Bu dünyanın ortak algısı yani bileşim noktasının ortak konumu birinci dikkatir. Onun dışındakiler ikinci dikkattir. Birleşim noktası (algı noktası) başka bir yere kayabilir, kontrollü veya kontrolsüz bir şekilde. Amaç kontrollü bir şekilde bunu yapabilmek. Hakim olmaktan kasıt o. Tabi bu bile çok soyut bir anlatım oldu.



tarif değil, nasıl bir hal, herkeste farklı mı, tarifsiz mi, üzerinde konuşulamayacak bir hal mi?


mesela siteyi 2. dikkatle kullanıp 2. dikkatle yazıları okuyabilir miyiz?



İkinci dikkat tek bir hal değil. Birinci dikkatin dışında kalan tüm halleri kapsıyor. Yani sanrılandırıcı almış birinin hali de meditasyonla girilen hali de yüksek ateşli bir hastalıkta ki hali de ikinci dikkat diye adlandırıyoruz.


Elbette siteyi ikinci dikkatte okuyabilirsin ve yazabilirsin.



anladım, teşekkür sonsuz. 1. dikkatle ölüp giden insanlar aklıma geliyorda, korkunç.... hakikaten ölüm söz konusuyken öze özgürlüğe kavuşmak dışında diğer her şey ikincil.



Büyücüler uzayın en derin noktalarına gidebilir ama oradan bir avuç toprak getiremez... DJ



Aslına bakarsan rumana; ikinci dikkatte ölenin de birinci dikkatte ölenden farkı yok.



dediğin şeyi açarmısın sonsuz



Buna en güzel örnek şu şekilde verilebilir.


İnsanlar çok odalı bir sihirli köşkün bir odasında doğarlar. Bu oda birinci dikkattir. Kimi büyücüler, sanatçılar, filozoflar veya deliler de dahil bu odadan çıkıp başka bir odayı keşfederler. Bazen tüm insanlığın olduğu bu odaya geri dönerler (birinci dikkate yani) bazen de gittikleri odada kalırlar başka bir yere geçemezler.


Yeni çağ görücüleri işte bu perili köşkten de çıkılabileceğini keşfetmişlerdir. (üçüncü dikkat)
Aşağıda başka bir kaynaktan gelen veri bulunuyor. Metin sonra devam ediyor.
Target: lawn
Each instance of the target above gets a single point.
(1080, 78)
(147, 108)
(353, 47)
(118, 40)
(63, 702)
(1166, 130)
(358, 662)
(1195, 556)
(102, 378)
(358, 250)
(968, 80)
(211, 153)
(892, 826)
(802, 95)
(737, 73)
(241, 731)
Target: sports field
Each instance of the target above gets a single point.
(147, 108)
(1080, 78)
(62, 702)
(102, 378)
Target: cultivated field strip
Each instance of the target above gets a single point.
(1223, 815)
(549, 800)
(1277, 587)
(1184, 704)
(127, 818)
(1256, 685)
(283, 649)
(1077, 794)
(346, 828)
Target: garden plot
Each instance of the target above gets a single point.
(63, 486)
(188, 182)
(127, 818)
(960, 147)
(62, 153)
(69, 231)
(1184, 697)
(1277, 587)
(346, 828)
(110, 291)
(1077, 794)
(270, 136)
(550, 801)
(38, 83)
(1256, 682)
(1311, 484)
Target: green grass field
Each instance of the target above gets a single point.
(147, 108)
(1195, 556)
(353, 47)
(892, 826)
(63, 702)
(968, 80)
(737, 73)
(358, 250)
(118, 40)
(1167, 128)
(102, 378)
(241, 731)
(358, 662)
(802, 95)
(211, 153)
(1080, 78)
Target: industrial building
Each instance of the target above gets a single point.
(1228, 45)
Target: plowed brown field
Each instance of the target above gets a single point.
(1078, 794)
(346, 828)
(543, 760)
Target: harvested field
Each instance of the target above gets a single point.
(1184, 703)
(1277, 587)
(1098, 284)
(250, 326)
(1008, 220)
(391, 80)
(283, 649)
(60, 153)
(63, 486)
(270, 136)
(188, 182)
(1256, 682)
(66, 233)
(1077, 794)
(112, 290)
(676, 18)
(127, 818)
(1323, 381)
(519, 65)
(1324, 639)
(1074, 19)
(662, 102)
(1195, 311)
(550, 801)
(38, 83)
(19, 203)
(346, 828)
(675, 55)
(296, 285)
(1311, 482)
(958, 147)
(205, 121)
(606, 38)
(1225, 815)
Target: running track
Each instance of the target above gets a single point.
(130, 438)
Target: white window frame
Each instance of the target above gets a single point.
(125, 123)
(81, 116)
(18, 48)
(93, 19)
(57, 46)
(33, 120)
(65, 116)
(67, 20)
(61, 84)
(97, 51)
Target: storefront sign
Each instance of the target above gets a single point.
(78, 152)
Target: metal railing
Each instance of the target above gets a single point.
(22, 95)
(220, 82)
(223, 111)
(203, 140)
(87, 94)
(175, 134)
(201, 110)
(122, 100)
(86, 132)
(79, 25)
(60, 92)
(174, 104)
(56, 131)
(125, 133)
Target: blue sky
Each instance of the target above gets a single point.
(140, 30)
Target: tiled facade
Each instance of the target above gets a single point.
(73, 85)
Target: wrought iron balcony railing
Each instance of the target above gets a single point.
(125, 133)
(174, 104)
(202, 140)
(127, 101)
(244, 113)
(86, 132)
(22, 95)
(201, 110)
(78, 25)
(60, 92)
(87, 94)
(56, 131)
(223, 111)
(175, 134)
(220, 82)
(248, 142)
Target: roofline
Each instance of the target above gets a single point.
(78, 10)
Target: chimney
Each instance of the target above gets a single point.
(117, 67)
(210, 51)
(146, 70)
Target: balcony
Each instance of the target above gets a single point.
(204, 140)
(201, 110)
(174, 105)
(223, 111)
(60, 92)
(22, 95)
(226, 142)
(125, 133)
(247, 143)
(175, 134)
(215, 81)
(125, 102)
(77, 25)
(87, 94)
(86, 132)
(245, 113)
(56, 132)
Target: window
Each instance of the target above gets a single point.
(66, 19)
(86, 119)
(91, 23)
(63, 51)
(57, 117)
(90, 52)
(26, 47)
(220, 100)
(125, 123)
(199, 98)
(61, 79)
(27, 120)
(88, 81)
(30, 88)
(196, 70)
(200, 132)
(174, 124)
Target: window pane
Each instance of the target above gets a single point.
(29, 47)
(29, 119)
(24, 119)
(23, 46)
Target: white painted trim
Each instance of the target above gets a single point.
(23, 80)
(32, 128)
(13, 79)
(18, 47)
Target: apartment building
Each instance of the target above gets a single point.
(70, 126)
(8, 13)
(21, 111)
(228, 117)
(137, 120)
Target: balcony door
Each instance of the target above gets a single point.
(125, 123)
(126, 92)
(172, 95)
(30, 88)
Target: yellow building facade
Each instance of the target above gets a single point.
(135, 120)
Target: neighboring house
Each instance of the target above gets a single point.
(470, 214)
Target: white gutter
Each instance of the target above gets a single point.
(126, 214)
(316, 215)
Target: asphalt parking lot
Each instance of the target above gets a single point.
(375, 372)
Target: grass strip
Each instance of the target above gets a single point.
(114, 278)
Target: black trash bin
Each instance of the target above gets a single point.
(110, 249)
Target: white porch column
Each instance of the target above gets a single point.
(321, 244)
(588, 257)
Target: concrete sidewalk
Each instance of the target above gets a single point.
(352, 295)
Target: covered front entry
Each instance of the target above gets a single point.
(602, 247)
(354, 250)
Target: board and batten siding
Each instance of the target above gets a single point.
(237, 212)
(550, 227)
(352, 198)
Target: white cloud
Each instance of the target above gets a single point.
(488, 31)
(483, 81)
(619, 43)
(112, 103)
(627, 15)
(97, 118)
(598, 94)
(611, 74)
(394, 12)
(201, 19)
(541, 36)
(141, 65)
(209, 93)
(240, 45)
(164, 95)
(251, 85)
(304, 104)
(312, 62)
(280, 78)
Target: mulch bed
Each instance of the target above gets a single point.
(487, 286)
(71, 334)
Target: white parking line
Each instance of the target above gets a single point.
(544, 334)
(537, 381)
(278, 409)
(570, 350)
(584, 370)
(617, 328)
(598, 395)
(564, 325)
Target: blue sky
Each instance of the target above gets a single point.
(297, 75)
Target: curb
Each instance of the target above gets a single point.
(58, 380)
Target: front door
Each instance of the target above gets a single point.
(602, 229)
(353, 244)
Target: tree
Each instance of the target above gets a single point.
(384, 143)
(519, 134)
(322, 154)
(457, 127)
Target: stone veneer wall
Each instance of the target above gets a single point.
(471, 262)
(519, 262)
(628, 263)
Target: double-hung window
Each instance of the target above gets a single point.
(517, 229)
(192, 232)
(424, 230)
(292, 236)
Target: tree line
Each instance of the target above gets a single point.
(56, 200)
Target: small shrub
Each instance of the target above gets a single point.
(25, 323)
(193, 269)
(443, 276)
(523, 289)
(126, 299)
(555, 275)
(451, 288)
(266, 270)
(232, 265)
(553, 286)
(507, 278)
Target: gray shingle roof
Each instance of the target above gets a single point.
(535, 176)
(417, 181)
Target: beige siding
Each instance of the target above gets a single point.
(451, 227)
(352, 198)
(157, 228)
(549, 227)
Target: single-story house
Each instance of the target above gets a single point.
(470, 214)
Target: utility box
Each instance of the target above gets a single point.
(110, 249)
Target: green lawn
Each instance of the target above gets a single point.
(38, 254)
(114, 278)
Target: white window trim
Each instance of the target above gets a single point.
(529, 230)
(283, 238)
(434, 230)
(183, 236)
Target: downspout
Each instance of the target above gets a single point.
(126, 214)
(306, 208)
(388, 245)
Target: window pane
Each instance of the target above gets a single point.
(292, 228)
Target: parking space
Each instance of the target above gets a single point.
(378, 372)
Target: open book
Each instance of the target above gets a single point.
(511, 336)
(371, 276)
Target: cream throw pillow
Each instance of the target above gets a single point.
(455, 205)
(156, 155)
Metaforik olarak böyle. Odaları farklı algı biçimleri olarak değerlendirebilirsin.



büyücüler istençlerini kullanarak dünya görüşlerini genişletmeyi öğrenmişlerdir. Benim öğretmenim ve velinimetim bunun en belirgin örneklerini oluşturuyorlardı. Büyük erk adamlarıydılar, ama bilgi adamı değildiler. O devasa görüşlerinin sınırlarını asla aşamadılar, ve konuyu bilmelerine karşın asla özlerinin tamamına ulaşamadılar. Sapkın bi yaşantıları oldu ya da ulaşamayacakları şeyleri istediler demiyorum; treni kaçırdıklarını biliyorlardı; yada gizemin tümü ancak ölümleri sırasında onlara açıklandı. Büyücülük onlara perdeyi biraz aralamıştı, özün tamlığına ulaşmanın gerçek yolunuysa asla bulamamışlardı.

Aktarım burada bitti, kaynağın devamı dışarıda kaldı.